When Andrew Joseph Stack, a software consultant with a history of tax troubles and marital problems, crashed his Piper Cherokee into the Austin, Texas, office of the Internal Revenue Service in February, the crime was widely seen as a referendum on the national psyche. Stack, who killed himself and one other person while injuring 13, was said to represent a strain of legitimate grievances in America.
In his syndicated column, Richard Parker credited Stack with summing up the American “continuum of disappointment, anxiety, fear and yes, anger” related to economic pressure and income inequality. “On the day of Stack’s violence,” Parker wrote, “everyone I interview who has read his suicide note has the same reaction: No, he should not have tried to kill anyone to make his point and so he deserved to die.
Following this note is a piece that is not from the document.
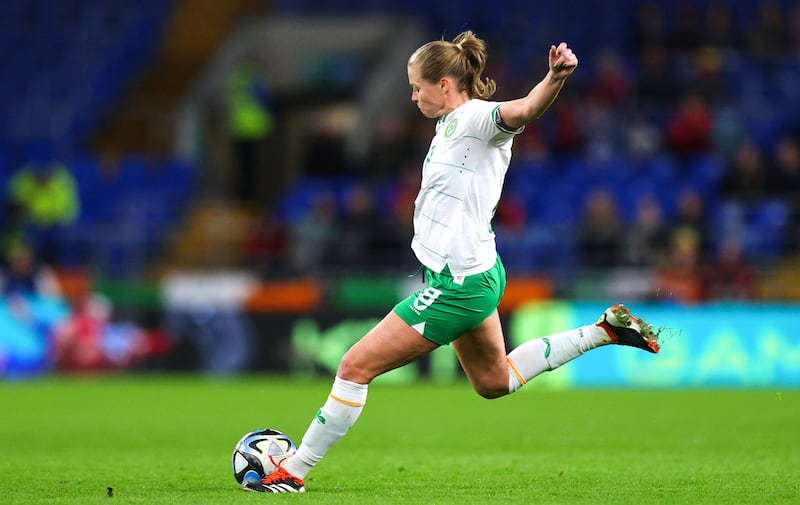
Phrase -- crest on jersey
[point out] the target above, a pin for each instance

And yes, the guy did have a point.” Writing on AlterNet, Rich Benjamin called Stack “an acute symptom of this nation’s neglected wounds,” concluding, “We dismiss his screed, suicide and crime as ‘lunatic’ at our own risk.”
“The United States is not the Soviet Union,” writes Yale School of Management fellow Bruce Judson in his 2009 book It Could Happen Here: America on the Brink. “Our economy is not as terrible. Our government is not as despised. But nobody thought the U.S.S.R. could collapse. Could everyone be wrong again?”